Backup codes are saved before user intends

[iandunn]

Currently, clicking the Generate verification codes button will generate codes and save them to usermeta. I think most users will only expect the codes to be saved if they click the Update Profile button.

If they navigate away from the page without clicking that, they'll assume nothing has changed, but in reality it has. This can be a problem if they already had existing codes, and accidentally clicked the button, or clicked it intentionally but then decided they didn't want new codes. Their old codes are now invalid, but they don't know that and won't save the new ones. They could be locked out in the future because their saved codes no longer work.

[jeffpaul]

Alternatively, I might suggest we change the button to Generate verification codes and save to profile (or some better worded text) as (1) that seems like a better state to get users to, (2) I don't expect (m)any people want to just generate codes and not make them what relates to their user account, (3) its possible folks would click a Generate verification codes button and not realize they need to click Update Profile to save those codes to their profile.

[iandunn]

change the button to Generate verification codes and save to profile (or some better worded text)

That (or some text near the button) could be a good alternative 👍🏻 The most important thing is that the user is informed about what will happen.

I don't expect (m)any people want to just generate codes and not make them what relates to their user account

I was thinking of situations where the user accidentally clicks the button, or when they click it and then want to "undo" that by leaving the page without saving. That could be the case if someone is running low on codes and decides to regenerate, but then discovers their printer isn't working or something, so they want to come back and do it later.

Those are admittedly edge cases, though.

not realize they need to click Update Profile to save those codes

That's a fair point, especially since the current precedent is that you don't need to. Not having to click Update is inconsistent with the rest of the setting on that page, though, and some of the Two Factor settings.
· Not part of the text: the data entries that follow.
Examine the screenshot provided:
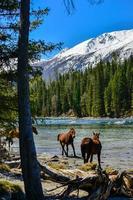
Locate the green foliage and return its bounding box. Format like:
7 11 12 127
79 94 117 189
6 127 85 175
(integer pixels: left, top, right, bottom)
0 0 61 128
0 163 10 173
30 57 133 117
0 179 25 200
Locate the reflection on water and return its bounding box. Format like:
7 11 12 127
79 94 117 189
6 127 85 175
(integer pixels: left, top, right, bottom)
12 118 133 169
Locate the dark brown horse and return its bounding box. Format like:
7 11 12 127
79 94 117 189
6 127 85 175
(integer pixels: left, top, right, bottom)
81 133 102 168
57 128 76 157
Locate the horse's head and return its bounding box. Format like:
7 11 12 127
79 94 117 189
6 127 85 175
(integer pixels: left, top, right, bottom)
32 126 38 135
70 128 76 138
93 132 100 140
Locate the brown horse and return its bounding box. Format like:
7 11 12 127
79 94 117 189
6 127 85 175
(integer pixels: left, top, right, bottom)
81 133 102 168
57 128 76 157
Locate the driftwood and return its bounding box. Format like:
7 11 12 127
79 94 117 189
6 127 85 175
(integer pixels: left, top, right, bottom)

IMO it'd best for UX if everything is consistent.

This isn't something I feel strongly about, though, it's an edge case and I can see your point of view 👍🏻

[pkevan]

Perhaps some kind of confirmation dialogue would help with the accidental (or intentional) click, and draw their attention to the fact that codes will be updated?

[dd32]

This could be dealt with the same as the TOTP setup process.

Rather than generating and saving them server-side before showing the UI, they could be generated, provided to the client, and only hashed/saved server-side upon a second API request after user action. If we need to validate that the server generated the codes (to prevent someone sending bad-random codes?) a signature could be included if required..

That wouldn't prevent the UI being changed to "Generate and save" though.

[timiwahalahti]

A better procedure is needed indeed. Locked my .org account yesterday, as I didn't expect visiting the backup codes page also to trigger those to be activated. Especially since I didn't manage to set up any TOTP a few moments earlier (because of now fixed bug).

Is there a reason why backup codes should even be generated if 2FA is not activated?